Cristóbal Tabares desarrolla un procedimiento que parece espejar al de Rayco Márquez. Si este pintaba con estilo de perito lugares supuestamente acogedores, aquél representa de manera más cálida y pictoricista sórdidos “no lugares”. En lugar de mirar con ojos de detective espacios donde aparentemente nada ocurre, Cristóbal Tabares dispensa la mirada cordial del pintor a las pruebas forenses de unos crímenes atroces. En Diesel con plomo, representa un conjunto de gasolineras norteamericanas en las que se cometieron crímenes acompañadas de las conversaciones que, según todos los indicios, antecedieron a su perpetración, poniendo de manifiesto la descorazonadora gratuidad de la inmensa mayoría de ellos. Al reconstruir con una animación pobre el registro de la cámara de seguridad de un asesinato turbadoramente absurdo, o con una grácil pincelada “plenairista” los escenarios de una violencia gratuita, nos obliga a deleitarnos, cuando no a reírnos, ante una realidad tan absurda que termina suscitando todo tipo de dudas sobre la veracidad de todo el proyecto. Verdad o mentira, la propia duda no hace más que aumentar la inquietud. Cuando la realidad supera la ficción, esta última no puede limitarse a documentar, y se ve obligada a poner de manifiesto, valiéndose del anacronismo del arte, la dificultad de representar el sinsentido. O de buscarle sentido a la representación.

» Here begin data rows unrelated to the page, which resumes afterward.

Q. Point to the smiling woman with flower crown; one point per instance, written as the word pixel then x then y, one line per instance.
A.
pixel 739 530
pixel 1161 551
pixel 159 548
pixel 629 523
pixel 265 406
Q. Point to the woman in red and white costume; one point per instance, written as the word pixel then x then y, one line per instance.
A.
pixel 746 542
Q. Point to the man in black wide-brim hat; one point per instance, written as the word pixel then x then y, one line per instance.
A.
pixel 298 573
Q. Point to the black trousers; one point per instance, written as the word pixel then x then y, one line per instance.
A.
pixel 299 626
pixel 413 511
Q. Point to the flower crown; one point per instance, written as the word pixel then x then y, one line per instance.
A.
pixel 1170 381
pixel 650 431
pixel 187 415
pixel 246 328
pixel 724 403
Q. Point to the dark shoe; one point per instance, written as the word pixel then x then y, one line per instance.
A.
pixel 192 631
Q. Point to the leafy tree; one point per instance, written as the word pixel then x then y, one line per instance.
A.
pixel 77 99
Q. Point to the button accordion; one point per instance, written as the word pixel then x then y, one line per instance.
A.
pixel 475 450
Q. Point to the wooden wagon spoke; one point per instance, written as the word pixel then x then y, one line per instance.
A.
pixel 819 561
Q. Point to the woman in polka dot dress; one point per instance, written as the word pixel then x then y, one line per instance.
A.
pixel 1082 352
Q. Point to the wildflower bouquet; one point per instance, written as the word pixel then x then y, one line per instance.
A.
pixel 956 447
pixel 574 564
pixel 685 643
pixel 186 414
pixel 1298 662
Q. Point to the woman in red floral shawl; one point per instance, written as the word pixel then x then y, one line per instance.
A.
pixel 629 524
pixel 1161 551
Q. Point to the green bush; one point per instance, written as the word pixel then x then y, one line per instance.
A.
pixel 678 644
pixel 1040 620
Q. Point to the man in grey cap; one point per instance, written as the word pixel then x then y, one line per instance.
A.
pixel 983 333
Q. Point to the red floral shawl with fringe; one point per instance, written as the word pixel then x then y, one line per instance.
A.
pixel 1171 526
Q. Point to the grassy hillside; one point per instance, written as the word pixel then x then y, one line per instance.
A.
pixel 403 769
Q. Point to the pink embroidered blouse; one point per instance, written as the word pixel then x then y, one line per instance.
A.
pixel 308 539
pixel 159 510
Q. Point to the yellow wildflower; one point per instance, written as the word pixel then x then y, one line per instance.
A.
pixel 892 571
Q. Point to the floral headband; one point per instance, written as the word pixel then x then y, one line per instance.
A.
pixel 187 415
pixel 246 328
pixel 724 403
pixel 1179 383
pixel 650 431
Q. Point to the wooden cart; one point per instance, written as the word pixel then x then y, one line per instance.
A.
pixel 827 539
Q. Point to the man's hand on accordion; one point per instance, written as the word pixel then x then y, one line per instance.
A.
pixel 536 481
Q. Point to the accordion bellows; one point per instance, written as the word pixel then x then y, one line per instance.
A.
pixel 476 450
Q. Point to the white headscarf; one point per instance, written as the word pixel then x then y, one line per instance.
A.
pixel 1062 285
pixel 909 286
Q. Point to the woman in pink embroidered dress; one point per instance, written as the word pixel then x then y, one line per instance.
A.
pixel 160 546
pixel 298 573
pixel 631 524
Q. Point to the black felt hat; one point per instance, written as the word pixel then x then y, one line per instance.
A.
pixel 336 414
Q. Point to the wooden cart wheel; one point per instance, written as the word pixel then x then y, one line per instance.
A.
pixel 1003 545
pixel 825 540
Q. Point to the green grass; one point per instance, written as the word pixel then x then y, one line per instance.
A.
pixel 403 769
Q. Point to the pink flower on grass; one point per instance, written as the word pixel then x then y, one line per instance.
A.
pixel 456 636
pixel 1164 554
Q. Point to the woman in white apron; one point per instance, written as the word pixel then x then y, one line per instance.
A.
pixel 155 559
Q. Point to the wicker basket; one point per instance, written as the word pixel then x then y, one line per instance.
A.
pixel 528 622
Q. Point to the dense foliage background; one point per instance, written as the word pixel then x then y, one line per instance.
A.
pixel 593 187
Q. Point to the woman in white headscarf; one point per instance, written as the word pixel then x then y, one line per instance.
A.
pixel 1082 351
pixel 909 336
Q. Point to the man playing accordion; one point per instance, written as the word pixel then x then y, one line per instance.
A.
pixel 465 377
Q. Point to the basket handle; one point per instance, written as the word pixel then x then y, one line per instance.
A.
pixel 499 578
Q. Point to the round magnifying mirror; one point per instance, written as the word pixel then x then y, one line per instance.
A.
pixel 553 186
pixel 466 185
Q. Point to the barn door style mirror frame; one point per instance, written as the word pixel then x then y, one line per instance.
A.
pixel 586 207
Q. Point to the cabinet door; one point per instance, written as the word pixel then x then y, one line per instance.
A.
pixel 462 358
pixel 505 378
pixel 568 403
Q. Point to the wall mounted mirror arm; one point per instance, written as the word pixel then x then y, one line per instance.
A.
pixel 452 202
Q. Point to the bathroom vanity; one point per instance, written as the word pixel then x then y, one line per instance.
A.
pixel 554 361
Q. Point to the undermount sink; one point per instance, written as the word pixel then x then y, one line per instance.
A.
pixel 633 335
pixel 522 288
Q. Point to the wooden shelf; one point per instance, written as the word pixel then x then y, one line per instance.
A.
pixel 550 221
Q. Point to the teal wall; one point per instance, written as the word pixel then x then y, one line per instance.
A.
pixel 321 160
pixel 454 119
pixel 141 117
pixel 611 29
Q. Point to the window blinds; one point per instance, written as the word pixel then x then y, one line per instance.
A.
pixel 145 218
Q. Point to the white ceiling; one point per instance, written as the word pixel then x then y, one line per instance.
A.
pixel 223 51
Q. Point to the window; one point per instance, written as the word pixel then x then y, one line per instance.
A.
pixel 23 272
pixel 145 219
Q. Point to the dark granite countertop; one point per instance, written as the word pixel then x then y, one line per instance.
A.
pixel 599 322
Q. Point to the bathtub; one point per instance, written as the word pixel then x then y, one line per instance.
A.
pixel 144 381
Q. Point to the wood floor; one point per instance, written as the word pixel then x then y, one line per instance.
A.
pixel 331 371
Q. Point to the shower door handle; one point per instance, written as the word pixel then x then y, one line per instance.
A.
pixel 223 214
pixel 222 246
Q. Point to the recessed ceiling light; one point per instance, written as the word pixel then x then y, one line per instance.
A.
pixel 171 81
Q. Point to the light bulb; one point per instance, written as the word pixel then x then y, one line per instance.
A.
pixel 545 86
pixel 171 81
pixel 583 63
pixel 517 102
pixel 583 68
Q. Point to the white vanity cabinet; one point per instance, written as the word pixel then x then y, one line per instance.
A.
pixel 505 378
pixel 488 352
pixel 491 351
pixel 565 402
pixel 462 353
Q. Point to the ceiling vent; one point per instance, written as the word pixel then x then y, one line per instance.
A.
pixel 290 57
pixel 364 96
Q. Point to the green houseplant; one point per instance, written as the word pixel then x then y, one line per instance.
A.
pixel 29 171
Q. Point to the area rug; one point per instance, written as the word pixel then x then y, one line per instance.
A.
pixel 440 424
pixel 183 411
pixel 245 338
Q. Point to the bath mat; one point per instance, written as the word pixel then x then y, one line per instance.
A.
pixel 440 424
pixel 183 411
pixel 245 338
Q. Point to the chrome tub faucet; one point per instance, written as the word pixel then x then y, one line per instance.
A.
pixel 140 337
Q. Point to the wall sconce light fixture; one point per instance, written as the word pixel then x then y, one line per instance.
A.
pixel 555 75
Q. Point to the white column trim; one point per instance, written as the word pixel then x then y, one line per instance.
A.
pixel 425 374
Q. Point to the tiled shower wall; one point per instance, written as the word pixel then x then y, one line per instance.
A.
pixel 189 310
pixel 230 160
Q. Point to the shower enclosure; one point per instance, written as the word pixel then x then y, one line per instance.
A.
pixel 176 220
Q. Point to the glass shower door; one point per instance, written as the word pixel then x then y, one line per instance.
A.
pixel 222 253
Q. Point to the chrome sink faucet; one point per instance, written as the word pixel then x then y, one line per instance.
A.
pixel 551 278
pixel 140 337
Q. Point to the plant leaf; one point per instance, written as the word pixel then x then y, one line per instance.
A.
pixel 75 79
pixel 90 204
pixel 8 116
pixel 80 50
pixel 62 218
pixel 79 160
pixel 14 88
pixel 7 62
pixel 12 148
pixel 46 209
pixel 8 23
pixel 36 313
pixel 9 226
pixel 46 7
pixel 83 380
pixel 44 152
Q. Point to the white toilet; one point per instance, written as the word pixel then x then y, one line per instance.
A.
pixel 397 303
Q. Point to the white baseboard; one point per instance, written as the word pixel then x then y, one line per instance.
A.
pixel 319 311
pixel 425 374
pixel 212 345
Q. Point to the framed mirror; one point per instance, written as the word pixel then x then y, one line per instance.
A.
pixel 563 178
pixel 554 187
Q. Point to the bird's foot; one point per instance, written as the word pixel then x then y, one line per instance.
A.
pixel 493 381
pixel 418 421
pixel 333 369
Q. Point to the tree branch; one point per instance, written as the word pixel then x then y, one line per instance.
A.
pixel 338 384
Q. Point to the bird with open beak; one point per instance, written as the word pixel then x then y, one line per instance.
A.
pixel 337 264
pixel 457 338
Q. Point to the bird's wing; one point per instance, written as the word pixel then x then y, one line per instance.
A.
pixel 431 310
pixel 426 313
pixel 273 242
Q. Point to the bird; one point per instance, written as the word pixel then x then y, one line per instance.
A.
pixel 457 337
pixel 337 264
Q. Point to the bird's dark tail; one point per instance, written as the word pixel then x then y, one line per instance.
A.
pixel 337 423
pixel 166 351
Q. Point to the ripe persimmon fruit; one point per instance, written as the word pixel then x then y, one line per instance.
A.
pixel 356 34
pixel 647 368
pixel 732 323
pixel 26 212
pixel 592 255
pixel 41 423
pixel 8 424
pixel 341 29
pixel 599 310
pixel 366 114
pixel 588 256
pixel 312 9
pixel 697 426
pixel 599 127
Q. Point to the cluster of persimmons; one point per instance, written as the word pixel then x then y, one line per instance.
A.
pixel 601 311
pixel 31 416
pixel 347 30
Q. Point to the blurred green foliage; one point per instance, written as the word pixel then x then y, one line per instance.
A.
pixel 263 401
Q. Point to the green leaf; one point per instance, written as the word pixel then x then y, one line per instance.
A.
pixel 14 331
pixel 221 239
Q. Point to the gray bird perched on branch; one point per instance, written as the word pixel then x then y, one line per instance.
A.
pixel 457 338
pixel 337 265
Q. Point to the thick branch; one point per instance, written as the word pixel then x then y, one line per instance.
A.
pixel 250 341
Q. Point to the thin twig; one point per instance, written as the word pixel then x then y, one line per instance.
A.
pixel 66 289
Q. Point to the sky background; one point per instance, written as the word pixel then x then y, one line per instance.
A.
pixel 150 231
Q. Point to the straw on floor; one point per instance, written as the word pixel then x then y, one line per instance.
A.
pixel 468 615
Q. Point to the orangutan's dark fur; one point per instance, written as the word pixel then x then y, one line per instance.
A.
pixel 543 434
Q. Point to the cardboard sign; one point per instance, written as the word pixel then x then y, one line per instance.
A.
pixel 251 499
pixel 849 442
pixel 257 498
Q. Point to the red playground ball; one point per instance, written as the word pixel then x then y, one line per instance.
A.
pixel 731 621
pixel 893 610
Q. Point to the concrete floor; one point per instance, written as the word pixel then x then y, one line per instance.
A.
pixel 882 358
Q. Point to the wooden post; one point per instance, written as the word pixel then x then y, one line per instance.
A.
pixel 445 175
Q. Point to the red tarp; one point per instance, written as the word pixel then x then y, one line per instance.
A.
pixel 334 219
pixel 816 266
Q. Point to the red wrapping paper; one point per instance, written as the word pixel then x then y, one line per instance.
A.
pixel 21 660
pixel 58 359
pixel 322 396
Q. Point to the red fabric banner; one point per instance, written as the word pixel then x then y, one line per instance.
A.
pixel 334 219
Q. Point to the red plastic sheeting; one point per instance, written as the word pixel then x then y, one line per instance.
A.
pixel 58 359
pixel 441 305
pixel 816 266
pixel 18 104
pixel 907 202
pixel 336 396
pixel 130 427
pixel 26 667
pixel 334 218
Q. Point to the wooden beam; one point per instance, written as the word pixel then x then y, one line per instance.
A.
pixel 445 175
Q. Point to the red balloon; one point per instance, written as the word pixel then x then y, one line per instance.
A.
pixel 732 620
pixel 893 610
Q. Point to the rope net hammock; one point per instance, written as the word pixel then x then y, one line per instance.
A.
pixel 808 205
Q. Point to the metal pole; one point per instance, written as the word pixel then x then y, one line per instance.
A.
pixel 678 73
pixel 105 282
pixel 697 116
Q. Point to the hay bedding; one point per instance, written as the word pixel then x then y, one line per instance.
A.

Diego Vites construyó en El apartamento, asumiendo y haciendo suyo un ideario compartido, un habitáculo dentro del habitáculo con los materiales inservibles del taller. Levantaba así, con los restos del naufragio, un espacio de encuentro y relación sustraído a la lógica de la producción y el consumo que cobraba una curiosa apariencia entre pequeño burguesa y “punk”. Parecía representar una “zona temporalmente autónoma” que quisiera reinterpretar la autonomía típica del arte burgués no como un recurso para la alienación sino, al contrario, como una estratagema para la integración en el mundo precisamente mediante el contraste dialéctico. No se trataba de apuntar una utopía posible sino la posibilidad consumada de habitar el nihilismo desde la conciencia de que el nomadismo es la única forma de sobrevivir (auque no la única de subsistir) dentro del constante proceso de subsunción y asimilación de la creatividad en la dinámica del espectáculo. Hasta la maleabilidad y la adaptabilidad a la que nos obliga el capitalismo de “acumulación flexible” puede también ser aprovechada para evitar que los posicionamientos críticos se esteticen.
Como si, al reeditar su obra en el espacio institucional del arte, quisiera poner en evidencia su indisposición a dejarse atrapar en sus categorías, en Devolución el albergue se convirtió en una máquina de guerra parapetada dentro de la institución tras una dinámica imprevisible que dificultaba su conceptualización. En contra de lo previsible, los búnkeres ya sólo resultan operativos si se hallan en disposición de transformarse evitando caer en manos enemigas.